Regrettably, AngloGold Ashanti had one fatality in the quarter, during which the company stated that emphasis had been placed on intensifying employee focus on safety practices in all workplaces in an effort to continue AngloGold Ashanti’s sustainable safety improvement.

All operations remain on high alert with respect to the impacts of the Covid pandemic and it is actively dealing with both the operational challenges and psychological effects associated with the virus as well as implementing related protective measures, including lockdown arrangements.

GUIDANCE REINSTATED

On September 21, AngloGold reinstated its yearly guidance owing to improved operating certainty amid Covid.

In 2020, the group is expected to produce between 3.030-million ounces and 3.100-million ounces, including nine months of production from the South African producing assets, of between 2.800-million ounces and 2.860-million ounces on a continuing operations basis.

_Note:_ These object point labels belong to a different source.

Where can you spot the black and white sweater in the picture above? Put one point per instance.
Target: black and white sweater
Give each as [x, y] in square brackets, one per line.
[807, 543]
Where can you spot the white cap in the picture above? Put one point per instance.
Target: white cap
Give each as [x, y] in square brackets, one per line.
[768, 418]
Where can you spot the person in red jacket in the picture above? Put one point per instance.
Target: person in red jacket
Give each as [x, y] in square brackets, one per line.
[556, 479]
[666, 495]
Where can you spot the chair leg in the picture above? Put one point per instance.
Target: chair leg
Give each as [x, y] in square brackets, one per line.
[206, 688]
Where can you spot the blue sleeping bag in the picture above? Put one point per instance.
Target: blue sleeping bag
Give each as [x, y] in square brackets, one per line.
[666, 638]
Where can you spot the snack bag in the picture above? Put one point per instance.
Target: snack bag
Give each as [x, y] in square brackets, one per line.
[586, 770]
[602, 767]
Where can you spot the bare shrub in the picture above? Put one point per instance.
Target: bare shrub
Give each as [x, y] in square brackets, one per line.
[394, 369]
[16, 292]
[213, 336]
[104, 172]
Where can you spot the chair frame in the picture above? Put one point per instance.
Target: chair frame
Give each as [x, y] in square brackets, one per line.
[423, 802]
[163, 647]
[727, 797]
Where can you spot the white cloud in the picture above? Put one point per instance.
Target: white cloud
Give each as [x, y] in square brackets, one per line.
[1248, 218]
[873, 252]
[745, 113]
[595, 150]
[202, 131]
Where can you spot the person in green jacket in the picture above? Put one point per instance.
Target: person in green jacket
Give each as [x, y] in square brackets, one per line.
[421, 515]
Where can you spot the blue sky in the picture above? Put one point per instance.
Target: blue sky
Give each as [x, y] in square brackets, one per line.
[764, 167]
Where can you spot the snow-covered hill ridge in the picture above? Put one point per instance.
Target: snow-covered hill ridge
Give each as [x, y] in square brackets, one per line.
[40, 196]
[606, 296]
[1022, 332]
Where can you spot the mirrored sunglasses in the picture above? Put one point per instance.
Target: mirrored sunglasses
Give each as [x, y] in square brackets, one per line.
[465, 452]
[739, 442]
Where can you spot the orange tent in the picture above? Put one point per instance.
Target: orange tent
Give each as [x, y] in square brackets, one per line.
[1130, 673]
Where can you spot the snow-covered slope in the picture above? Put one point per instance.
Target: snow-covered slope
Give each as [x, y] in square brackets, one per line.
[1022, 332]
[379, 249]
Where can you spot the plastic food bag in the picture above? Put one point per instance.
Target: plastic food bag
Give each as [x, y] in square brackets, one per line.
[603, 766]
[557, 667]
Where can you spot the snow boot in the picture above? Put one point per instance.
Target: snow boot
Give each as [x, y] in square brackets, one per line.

AISC is expected to be between $1 060/oz and $1 120/oz, including contributions from the South African assets to September 30, or between $1 050/oz and $1 100/oz on a continuing operations basis. Total capital expenditure is expected to be between $890-million and $950-million, including the South African assets to September 30, or between $850-million and $905-million on a continuing operations basis.